Medindia LOGIN REGISTER
Medindia

Dubai Police Crackdown on Beach Revellers

by Gopalan on Jul 15 2008 4:32 PM

Dubai police have begun to crack down on beach revelers. Undercover police are strolling beaches and manning watchtowers all along the coast. Around 80 persons have been detained in recent days for “indecent” behaviour.

The crackdown comes in the wake of the arrest of a British businessman and his acquaintance who were caught having sex on the beach recently. They are facing up to six years in prison, and the woman, an employee of a publishing firm, has already been sacked for her indiscretions.

The incident, the couple’s drunken binge and the tantrums the women threw when the police tried to separate them, all that created a stir in the Muslim city state that attracts thousands of Westerners.

Now the authorities have embarked on a public awareness campaign to remind tourists and foreign residents that the city may have flashy hotels and glitzy skyscrapers but it also is located in a Muslim country with traditionally conservative values.

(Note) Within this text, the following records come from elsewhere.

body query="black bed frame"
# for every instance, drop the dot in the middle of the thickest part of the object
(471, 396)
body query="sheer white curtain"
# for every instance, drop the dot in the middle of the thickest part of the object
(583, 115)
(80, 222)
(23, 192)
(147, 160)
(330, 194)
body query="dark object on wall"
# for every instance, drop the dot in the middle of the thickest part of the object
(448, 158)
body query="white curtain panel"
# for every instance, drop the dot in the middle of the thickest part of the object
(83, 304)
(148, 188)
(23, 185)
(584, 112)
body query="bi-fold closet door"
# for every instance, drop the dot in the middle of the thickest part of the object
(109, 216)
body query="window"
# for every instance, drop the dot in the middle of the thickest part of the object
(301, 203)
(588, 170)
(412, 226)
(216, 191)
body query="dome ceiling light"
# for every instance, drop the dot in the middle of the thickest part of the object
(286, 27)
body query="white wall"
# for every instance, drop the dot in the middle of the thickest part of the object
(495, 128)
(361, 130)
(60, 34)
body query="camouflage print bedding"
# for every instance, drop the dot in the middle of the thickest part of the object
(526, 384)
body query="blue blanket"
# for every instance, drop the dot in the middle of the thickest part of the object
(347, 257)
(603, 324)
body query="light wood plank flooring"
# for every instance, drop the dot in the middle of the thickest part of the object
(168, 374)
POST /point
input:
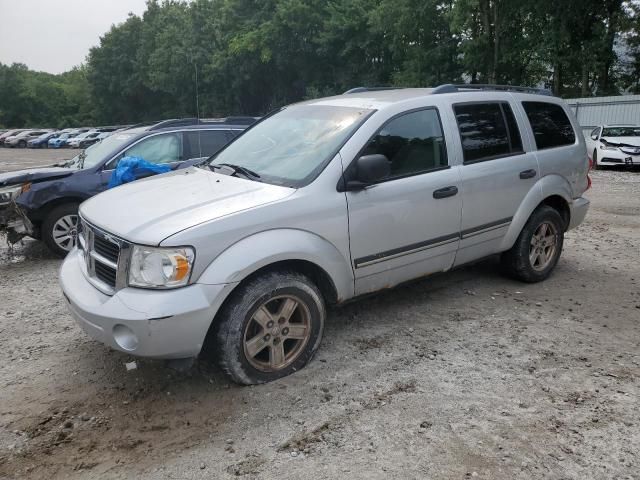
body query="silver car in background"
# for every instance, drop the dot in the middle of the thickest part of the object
(321, 202)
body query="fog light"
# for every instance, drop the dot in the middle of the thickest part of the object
(125, 338)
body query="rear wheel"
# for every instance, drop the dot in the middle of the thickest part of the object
(594, 159)
(60, 229)
(538, 247)
(269, 328)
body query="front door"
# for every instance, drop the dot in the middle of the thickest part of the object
(408, 224)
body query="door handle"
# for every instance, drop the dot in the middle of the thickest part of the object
(445, 192)
(527, 174)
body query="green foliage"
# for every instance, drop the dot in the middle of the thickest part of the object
(250, 56)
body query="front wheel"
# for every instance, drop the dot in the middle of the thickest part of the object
(60, 228)
(538, 247)
(269, 328)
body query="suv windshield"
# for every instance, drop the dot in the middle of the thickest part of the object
(293, 146)
(97, 152)
(621, 132)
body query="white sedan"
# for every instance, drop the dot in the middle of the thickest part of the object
(614, 145)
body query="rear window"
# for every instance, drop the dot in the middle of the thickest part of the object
(550, 124)
(487, 131)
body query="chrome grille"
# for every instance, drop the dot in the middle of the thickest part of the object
(104, 259)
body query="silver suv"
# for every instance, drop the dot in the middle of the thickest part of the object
(321, 202)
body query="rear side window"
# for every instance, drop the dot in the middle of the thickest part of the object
(550, 124)
(211, 141)
(412, 142)
(487, 131)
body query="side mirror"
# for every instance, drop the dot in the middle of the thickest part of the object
(368, 169)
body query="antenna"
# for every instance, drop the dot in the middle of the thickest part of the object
(195, 66)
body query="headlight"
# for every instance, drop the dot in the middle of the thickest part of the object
(160, 267)
(9, 193)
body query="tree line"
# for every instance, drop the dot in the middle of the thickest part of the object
(231, 57)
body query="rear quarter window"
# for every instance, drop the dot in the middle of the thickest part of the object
(550, 124)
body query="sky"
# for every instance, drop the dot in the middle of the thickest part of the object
(56, 35)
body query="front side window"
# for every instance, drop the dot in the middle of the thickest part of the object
(621, 132)
(294, 145)
(211, 141)
(550, 124)
(164, 148)
(413, 143)
(487, 131)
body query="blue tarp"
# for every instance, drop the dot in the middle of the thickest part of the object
(132, 168)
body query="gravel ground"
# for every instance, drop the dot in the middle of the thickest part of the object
(464, 375)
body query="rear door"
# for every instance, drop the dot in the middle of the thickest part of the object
(408, 224)
(497, 173)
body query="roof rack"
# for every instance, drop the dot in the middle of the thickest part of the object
(182, 122)
(454, 88)
(369, 89)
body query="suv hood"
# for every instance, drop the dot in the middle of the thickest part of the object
(34, 175)
(622, 141)
(148, 211)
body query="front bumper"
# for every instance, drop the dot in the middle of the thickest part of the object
(148, 323)
(579, 208)
(617, 157)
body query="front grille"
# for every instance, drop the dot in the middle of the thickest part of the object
(106, 274)
(106, 248)
(102, 254)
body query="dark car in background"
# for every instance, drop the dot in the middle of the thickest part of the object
(10, 133)
(43, 202)
(41, 141)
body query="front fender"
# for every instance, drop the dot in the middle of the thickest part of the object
(265, 248)
(544, 188)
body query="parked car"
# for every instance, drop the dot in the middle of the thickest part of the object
(76, 141)
(9, 133)
(61, 141)
(20, 140)
(48, 197)
(321, 202)
(88, 141)
(41, 141)
(611, 145)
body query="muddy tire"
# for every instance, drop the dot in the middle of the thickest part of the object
(269, 328)
(538, 247)
(594, 159)
(59, 229)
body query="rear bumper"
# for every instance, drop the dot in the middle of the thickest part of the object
(148, 323)
(579, 209)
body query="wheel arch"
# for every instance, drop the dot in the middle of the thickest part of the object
(284, 249)
(552, 190)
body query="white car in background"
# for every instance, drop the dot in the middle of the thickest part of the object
(611, 145)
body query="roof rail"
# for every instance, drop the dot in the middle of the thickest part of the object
(368, 89)
(453, 88)
(183, 122)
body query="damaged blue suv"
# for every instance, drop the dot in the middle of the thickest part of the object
(42, 203)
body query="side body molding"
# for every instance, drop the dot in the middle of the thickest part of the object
(545, 187)
(271, 246)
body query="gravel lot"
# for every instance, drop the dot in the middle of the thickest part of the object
(464, 375)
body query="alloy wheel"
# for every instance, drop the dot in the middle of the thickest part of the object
(277, 333)
(543, 246)
(65, 232)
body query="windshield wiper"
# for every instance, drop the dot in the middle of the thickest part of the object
(245, 172)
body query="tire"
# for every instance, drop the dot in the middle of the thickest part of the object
(243, 327)
(54, 225)
(594, 158)
(533, 262)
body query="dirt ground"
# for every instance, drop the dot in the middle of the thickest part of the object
(464, 375)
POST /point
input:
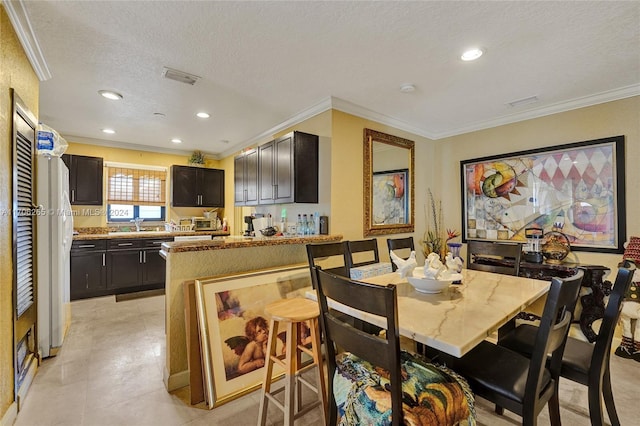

The city is installing signs warning tourists in Arabic, English and several other languages not to sunbathe topless or change clothes in public, said Abdullah Mohammed Rafia, an official with Dubai Municipality whose office is overseeing the public awareness campaign, AP news agency reports.

Police have installed watchtowers and dispatched undercover officers to patrol the beaches, which also will be lit up at night to curb "inappropriate behavior."

First-time offenders may be issued a just warning but, if caught twice, tourists could be referred to the public prosecutor for possible criminal charges, authorities say.

Advertisement
The action is in response to “numerous complaints" filed by people who visit the city's beaches, Rafia said. Complaints have ranged from families "offended by displays of nudity" to women sunbathers who say groups of men stare at them while at the beach.

The police campaign also will target people who harass beachgoers with acts "deemed offensive, immoral or disrespectful," including loitering and voyeurism, said Dubai's acting police chief, Maj. Gen. Khamis Mattar al-Mazeina.

Advertisement
Actually Dubai is more liberal than many other Muslim countries in the region and the foreigners could be seen moving around in shorts and skimpy clothes.

Thousands of European and Asian expatriates live and work in Dubai, where native Emiratis make up only about 20 percent of its estimated 1.2 million residents. Shopping malls and fast food restaurants have replaced traditional Arab houses, and English has overtaken Arabic as the emirate's lingua franca.

The backlash seems to have begun. Westerners would think twice hereafter before letting themselves go.

The woman, arrested recently, for instance, used to get hammered weekends, with endless drinking bouts and then take the floor with an abandon rarely seen in that part of the world.

Such things will now come to an end, it is felt. News agency AP quoted John MacLean, on a holiday with his girlfriend, as saying, "I am not sure if I can kiss her or touch her in public now.”

You don’t push the boundaries too far, as an observer counseled.